Archives & Special Collections, University of Nebraska-Lincoln

Tonkin Gulf

by Sam Mellema

The Boston Massacre, the explosion of the USS Maine, the sinking of the Lusitania, the bombing of Pearl Harbor. These events sparked conflicts and pushed the United States government into various wars throughout its history. The Tonkin Gulf Incident truly kicked off major U.S. involvement in the Vietnam War. President Johnson used this skirmish between American and North Vietnamese sailors to justify increasing American troop commitment to Southeast Asia. 

Americans had been in South Vietnam as military advisers since 1954, but President John F. Kennedy made public announcements in the early 1960’s about his plans to decrease the number of troops in Vietnam. He believed that the South Vietnamese government was not willing to make necessary reforms to make it a sustainable government. However, on November 22, 1963, Lee Harvey Oswald assassinated President Kennedy in Dallas, Texas, and Vice President Lyndon Johnson took the oath of office and became President that day.

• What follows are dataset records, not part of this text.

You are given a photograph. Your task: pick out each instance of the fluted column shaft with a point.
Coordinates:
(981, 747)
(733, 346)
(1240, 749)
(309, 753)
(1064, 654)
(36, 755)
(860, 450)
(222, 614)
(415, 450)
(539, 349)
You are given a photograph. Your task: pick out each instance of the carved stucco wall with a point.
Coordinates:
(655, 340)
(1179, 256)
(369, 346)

President Johnson seemed as though he planned to follow Kennedy’s original plan of decreasing U.S. presence in Southeast Asia. However, behind the scenes, President Johnson believed deeply in domino theory, i.e. that if the Soviet Union was allowed to expand their territories into Vietnam, similar Communist takeovers would spread through the region. The theory assumed that Communist countries were being controlled and coordinated by the USSR and that any government becoming communist was a sign it had been taken over by the USSR.  In reality there were often deep rifts between the Communist countries, especially between the USSR and China, and the USSR had no powers beyond its borders. The theory also supposed that the only relevant conflict in world politics was communism vs. capitalism, ignoring the cultural, religious, and ethnic divisions that existed within Vietnam and in the rest of South East Asia that would help or hinder communism’s spread in certain areas.

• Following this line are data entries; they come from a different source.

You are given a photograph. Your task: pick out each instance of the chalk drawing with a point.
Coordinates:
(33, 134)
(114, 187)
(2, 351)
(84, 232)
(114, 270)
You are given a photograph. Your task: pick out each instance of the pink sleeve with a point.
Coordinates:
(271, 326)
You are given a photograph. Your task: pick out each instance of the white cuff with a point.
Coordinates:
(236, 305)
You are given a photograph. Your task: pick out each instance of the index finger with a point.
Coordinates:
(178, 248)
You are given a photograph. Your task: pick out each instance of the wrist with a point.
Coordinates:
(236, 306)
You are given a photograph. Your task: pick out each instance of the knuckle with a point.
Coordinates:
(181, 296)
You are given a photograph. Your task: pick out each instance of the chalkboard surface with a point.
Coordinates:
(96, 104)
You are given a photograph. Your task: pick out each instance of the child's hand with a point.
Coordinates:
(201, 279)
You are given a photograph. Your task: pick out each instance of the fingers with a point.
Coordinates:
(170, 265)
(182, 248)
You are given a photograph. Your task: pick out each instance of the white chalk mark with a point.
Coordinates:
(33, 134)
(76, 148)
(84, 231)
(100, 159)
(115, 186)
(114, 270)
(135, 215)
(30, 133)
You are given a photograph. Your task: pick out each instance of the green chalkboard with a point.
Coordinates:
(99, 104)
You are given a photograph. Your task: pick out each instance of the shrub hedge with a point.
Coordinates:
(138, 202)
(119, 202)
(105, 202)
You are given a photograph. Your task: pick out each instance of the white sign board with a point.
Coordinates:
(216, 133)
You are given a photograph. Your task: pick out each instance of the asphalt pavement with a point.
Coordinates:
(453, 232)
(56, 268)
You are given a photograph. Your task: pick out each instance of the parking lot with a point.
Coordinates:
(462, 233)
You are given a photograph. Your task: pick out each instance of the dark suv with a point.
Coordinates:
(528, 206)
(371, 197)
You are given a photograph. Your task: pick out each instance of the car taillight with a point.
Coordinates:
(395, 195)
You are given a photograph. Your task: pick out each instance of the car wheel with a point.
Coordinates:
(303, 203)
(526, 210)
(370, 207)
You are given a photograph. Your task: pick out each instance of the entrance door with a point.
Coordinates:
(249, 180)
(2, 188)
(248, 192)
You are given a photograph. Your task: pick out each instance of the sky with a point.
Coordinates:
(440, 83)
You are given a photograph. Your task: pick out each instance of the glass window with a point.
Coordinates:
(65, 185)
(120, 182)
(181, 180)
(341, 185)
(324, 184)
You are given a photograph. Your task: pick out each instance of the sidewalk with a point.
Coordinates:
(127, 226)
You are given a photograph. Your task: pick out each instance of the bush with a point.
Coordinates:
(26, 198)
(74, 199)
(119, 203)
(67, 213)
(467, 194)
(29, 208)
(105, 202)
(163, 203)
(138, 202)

The Tonkin Gulf Incident arose from confusion over where to draw the line between North Vietnamese and international waters. The American Navy believed North Vietnam’s claim could be up to 3 miles off the coast and after that began international waters. The North Vietnamese, however, claimed a 12 mile perimeter, the standard among Communist governments at that time. An American destroyer, the USS Maddox, had orders to patrol the Tonkin Gulf to gather information on North Vietnamese coastal infrastructure and hopefully catch a glimpse of military movement and positioning. On August 2, 1964, The Maddox spotted 3 small North Vietnamese boats approaching and recognized them quickly as torpedo boats. Wanting to avoid a conflict, the crew of The Maddox fired a “warning shot” of a live round over the North Vietnamese torpedo boats. Instead of the expected retreat, the North Vietnamese engaged in fire and began shooting back at The Maddox. After a brief firefight, the U.S. severely damaged one of the North Vietnamese boats and the other two began retreating. The Maddox suffered only a few small bullet holes in the side and no casualties.

While the Tonkin Gulf Incident was the major catalyst to American involvement in Vietnam, it was overblown by the American military, who claimed they had been attacked twice, once on the 2nd and again on the 4th of August. These military reports have been called into question in the decades following the War. It is hard to point to either side as the aggressor in the confrontation, although it is clear the Americans were in the Gulf for espionage operations. Additionally, while it is likely that a small skirmish happened on the 2nd, there is no evidence there was any attack on the 4th. Even Robert McNamara, secretary of defense at the time, expressed doubt thirty years later that the North Vietnamese attack on the USS Maddox had ever happened.

Whether the reports were true or not, the Gulf of Tonkin Incident gave President Johnson his excuse to ask Congress for war. Johnson lobbied Congress to pass the Gulf of Tonkin Resolution which gave extreme powers to the President as Commander in Chief. The resolution allowed the President to defend any United States armed force and any American ally without an official Congressional declaration of war. Congress believed this would ensure the peace and liberty of all American allies around the world from the looming threat of Communism. Congress almost unanimously passed the resolution with only two dissenting votes, giving the President the power to wage war with the expectation that he would give up these emergency powers once the conflict had been resolved.

Beverly Deepe Keever was in Saigon when the Tonkin Gulf Incident occurred. As a result, she was able to report on the  political ramifications of the Incident in the South Vietnamese capitol. Keever sent many articles to American news outlets that she worked for at the time about the Tonkin Gulf Incident, most of which are available in her collection at the University of Nebraska-Lincoln Archives & Special Collections. Also available in her collection are several newspapers and English and Vietnamese transcriptions of Vietnamese radio broadcasts including several from North Vietnam’s Radio Hanoi that discuss the incident.